The immense data troves can reveal issues like health problems and financial distress that foreign intelligence services can use to try to pry secrets from U.S. officials, according to Rep. Adam B. Schiff of California, the top Democrat on the House Intelligence Committee.
“It’s very much a 21st century challenge,” Schiff said. “The whole cyberlandscape has changed.”
U.S. intelligence officials have seen evidence that China’s Ministry of State Security has combined medical data snatched in January from health-insurance giant Anthem, passenger records stripped from United Airlines servers in May and the OPM security-clearance files.
The Anthem breach, which involved personal data on 80 million current and former customers and employees, used malicious software that U.S. officials say is linked to the Chinese government. The information has not appeared for sale on black-market websites, indicating that a foreign government controls it.
U.S. officials have not publicly blamed Beijing for the theft of the OPM and the Anthem files, but privately say both hacks were traced to the Chinese government.
The officials say China’s state security officials tapped criminal hackers to steal the files, and then gave them to private Chinese software companies to help analyze and link the information together. That kept the government’s direct fingerprints off the heist and the data aggregation that followed.
In a similar fashion, officials say, Russia’s powerful Federal Security Service, or FSB, has close connections to programmers and criminal hacking rings in Russia and has used them in a relentless series of cyberattacks.
According to U.S. officials, Russian hackers linked to the Kremlin infiltrated the State Department’s unclassified email system for several months last fall. Russian hackers also stole gigabytes of customer data from several U.S. banks and financial companies, including JPMorgan Chase & Co., last year.
A Chinese Embassy spokesman, Zhu Haiquan, said Friday that his government “firmly opposes and combats all forms of cyberattacks in accordance with the law.” The Russian Embassy did not respond to multiple requests for comment. U.S. intelligence officials want President Barack Obama to press their concerns about Chinese hacking when Chinese President Xi Jinping visits the White House on Sept. 25.

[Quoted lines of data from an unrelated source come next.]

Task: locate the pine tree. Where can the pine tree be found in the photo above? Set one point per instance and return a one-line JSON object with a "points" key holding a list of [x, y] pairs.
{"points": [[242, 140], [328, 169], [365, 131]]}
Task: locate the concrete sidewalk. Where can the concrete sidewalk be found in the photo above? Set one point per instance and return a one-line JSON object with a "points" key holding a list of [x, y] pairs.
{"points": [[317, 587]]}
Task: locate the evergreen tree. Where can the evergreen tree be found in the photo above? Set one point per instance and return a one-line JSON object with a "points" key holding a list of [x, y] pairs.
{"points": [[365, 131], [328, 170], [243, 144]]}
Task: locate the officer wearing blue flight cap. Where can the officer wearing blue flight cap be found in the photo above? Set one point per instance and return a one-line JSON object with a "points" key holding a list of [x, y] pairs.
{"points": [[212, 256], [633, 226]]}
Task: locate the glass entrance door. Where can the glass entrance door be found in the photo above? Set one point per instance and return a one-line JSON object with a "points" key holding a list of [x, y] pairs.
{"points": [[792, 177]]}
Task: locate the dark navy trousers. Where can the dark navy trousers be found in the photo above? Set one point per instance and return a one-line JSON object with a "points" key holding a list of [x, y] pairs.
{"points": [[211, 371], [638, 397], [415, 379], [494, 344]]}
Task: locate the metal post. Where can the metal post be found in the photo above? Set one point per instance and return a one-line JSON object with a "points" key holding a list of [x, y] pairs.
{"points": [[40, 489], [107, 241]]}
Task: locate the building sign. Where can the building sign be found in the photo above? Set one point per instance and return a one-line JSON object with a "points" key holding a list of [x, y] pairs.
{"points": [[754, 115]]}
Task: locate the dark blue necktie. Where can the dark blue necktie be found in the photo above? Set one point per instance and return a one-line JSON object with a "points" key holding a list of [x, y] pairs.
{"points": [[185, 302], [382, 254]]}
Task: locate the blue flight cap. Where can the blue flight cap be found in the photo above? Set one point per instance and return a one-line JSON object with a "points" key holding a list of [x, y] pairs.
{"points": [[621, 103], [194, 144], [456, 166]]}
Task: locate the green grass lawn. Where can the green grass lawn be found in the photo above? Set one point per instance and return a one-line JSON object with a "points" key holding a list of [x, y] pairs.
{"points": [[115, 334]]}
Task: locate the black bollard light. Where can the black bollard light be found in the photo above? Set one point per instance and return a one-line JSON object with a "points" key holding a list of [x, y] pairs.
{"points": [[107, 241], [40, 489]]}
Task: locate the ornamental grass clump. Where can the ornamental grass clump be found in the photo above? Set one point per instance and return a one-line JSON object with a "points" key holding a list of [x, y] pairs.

After the recent breaches, U.S. cybersecurity officials saw a dramatic increase in the number of targeted emails sent to U.S. government employees that contain links to malicious software.
In late July, for example, an unclassified email system used by the Joint Chiefs and their staff — 4,000 people in all — was taken down for 12 days after they received sophisticated “spear-phishing” emails that U.S. officials suspect was a Russian hack.
The emails appeared to be from USAA, a bank that serves military members, and each sought to persuade the recipient to click a link that would implant spyware into the system.
Defense Secretary Ashton Carter said the hack shows the military needs to boost its cyberdefenses.
“We’re not doing as well as we need to do in job one in cyber, which is defending our own networks,” Carter said. “Our military is dependent upon and empowered by networks for its effective operations … . We have to be better at network defense than we are now.”
Carter spent Friday in Silicon Valley in an effort to expand a partnership between the Pentagon, academia and the private sector that aims to improve the nation’s digital defenses. Carter opened an outreach office in Mountain View, Calif., this year to try to draw on local expertise.